Notes on: "How to Decide" by Annie Duke

Simple Tools for Making Better Choices

how to decide

These are my expanded thoughts — not a comprehensive summary of the book. I recommend buying the book if you want the context in which these notes were written.

Key Ideas

If you don't read any further just remember these key ideas I made for myself:

  1. I need to separate out the lucky breaks from consciously made decisions. And when thinking back on experiences I must keep in mind the outcome quality != the quality of the decision that I put into it. (Outcome bias).
  2. Ideally I can put down all of my predicted outcomes before I make a decision.
  3. Focus on the surprising outcomes, e.g. those I didn't even think of. I should prioritize digging into not just the estimates but outcomes which were not even listed as possible. The most informative lessons are found in highly unexpected outcomes.
  4. Remember uncertainty can arise from imperfect information or just luck. If I can afford to spend time, money, etc. to receive information that helps reduce my estimates/uncertainty, I should do so up until can no longer afford or spend time on it. ("aleatory and epistemic uncertainty")
  5. Deliberately seek the outside view by asking others for their opinion on what decision and outcomes are possible. Incorporate their view points independently and prior to me ever revealing my own.
  6. Even if just rough estimates, guess outcome payoffs and probability of occurring. Sort in descending payoffs, the various outcomes and decisions, weighing downside risk and rewards across outcomes. Add enough detail per outcome to answer the question of "whats my expected value and whats my downside Risk" between decisions.
  7. If I want to ground myself in mathematical formalisms, or automate this I should probably look to the reinforcement learning literature as most of what is discussed could be stated concisely as, "Sequential Decision Making under uncertainty".

Should you Buy the Book?

TL;DR Yes, if you want an answer to the following question, "How do I create a high quality decision making process for myself and how do I improve said process over time?".
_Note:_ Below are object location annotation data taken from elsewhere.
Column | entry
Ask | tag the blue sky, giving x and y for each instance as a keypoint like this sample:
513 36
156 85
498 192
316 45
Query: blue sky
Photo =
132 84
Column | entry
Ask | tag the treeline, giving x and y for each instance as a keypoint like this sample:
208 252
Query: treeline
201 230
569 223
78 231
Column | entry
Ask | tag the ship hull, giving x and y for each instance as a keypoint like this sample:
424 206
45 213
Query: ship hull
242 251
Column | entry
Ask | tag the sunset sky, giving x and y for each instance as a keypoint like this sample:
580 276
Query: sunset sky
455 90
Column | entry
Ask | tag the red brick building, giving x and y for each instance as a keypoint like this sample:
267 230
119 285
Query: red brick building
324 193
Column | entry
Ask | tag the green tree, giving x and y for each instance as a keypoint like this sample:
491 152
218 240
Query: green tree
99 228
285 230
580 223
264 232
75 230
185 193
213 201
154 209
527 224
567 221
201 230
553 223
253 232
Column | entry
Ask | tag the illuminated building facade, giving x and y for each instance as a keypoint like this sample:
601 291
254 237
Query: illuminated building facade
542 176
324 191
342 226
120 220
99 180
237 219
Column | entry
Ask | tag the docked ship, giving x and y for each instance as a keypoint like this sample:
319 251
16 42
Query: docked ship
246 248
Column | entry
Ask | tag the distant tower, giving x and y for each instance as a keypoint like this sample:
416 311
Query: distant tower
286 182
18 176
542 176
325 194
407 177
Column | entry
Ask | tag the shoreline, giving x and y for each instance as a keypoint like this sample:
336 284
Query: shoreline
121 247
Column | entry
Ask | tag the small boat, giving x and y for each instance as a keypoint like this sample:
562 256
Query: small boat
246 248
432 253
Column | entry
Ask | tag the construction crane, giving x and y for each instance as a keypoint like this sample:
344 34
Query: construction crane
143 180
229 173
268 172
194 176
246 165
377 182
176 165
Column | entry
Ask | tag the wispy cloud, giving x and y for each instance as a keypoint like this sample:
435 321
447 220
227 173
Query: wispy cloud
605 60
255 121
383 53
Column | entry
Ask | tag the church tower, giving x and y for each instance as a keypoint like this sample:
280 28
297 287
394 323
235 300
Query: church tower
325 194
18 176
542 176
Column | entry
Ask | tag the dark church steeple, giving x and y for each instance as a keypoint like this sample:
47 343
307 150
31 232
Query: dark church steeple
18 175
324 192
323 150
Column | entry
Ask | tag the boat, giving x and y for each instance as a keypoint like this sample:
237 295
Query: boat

For me, I see the tools contained in the book, helping to maximize the knowledge I can learn from individual decisions and experiences. In other words, the book contains tools to:

  • Reduce cognitive biases. ie. overconfidence, hindsight, confirmation, and outcome biases (In the book this is blanketed by the concept of "resulting").
  • Separate out (un)lucky outcomes from actual skill determined outcomes.
  • Maximize the information I can gleam from others willing to help me.

Podcast for those Auditory Learners

Before I get to my notes, I will mention I first heard Annie at a company conference a while back, and most recently heard her on the a16z Podcast: How to Decide, Convey vs. Convince, & More. And unlike most podcasts, it was good enough that if I zoned out, I had to jump back and make sure I didn't miss anything. So if your an auditory learner, I recommend you listen here as well.

And I have to admit the podcast did its job as marketing material for Annie, as I ultimately felt intrigued enough to buy the book. In particular I wanted to see the diagrams around outcome quality vs decision.

After reading, I discovered that yes, there is a bit more depth contained in the book, but its also a workbook meant to be filled in, with exercises throughout each chapter. I.e "From the past year write down.. blah, blah. Now reflect on how that outcome .... blah, blah". The exercises could be answered mentally, e.g. just thinking about the prompt and not filling it in. With that said, I still found it useful to fill out and see what I wrote from past reading sessions.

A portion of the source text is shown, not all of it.